There is an old saying in investment markets that you never get certainty and value at the same time. Now, there is significant uncertainty, however, we have far better value. The time to be cautious was late last year, when both equity and bond markets were trading at record highs.
In the last 15 years we have had six market corrections, including two large corrections of almost 40%-50%, being the Global Financial Crisis in 2008 and the Covid-19 recession in 2020. We have also seen four smaller corrections ranging from 15% to 25% in equity markets for various reasons other than recession. The depth and length of these corrections are always difficult to predict but in time they have always presented an opportunity to buy equities cheaply and increase returns through the cycle.
Markets in 2022: Central Banks, running the risk of overcorrecting?
Markets this year have fallen sharply. Central bank policy hasn’t helped. Like a drunken driver leaving the scene of an accident, Central Banks are moving aggressively upwards with interest rate policy, fishtailing the economy as they do so. Our Reserve was late to the party and realizing they had over-stimulated the economy following the Covid-19 recession, are now sharply tightening interest rates to bring down generational high inflation. Because Central Banks were well behind the inflation curve, they now run the risk of overcorrecting, fishtailing the vehicle (which is the Australian economy) and ending badly, i.e recession (worst case). While likely in the USA, the probability of a recession is a lesser risk in Australia, although demand will be nullified.
Cash rates are at 0.85%. Adding another 200 basis points for further tightening takes us to 2.85%. Add a margin on for the banker who lends to the borrower and we have retail lending rates at 5 to 5.5%. Business lending will have a higher margin above that.
The effects of interest rate rises will be to reduce demand for housing (slow housing construction activity) and also reduce discretionary spending given higher home loan repayments will account for most disposable income for most households. This will impact on both business and consumer confidence.

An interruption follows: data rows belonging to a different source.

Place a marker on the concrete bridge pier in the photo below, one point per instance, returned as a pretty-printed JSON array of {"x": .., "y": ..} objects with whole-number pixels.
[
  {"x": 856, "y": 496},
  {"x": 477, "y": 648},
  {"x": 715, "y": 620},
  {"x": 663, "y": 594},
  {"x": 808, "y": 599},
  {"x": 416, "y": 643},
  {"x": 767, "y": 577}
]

This should be tempered by the positives given we have almost full employment (unemployment rates below 4% in the both the US and Australia), strong wages growth and a high level of savings. Additionally, we do not have significant excess capacity or excess stock and inventory; in fact we have the exact opposite. For this reason, we are not expecting a recession given the conditions are different from those that preceded the Global Financial Crisis in 2008.
Market Moves in 2022
While we can’t accurately predict a low point, Global Equity markets have also now fallen sharply this year and we have started to, and will continue to buy the dip progressively.
Corrections in equity and credit markets are common. If you are able to buy these when they come along every few years and look through the short term noise, you will benefit in the longer term having bought assets cheaply. Remember markets look forward 9 to 12 months and price on future expectations.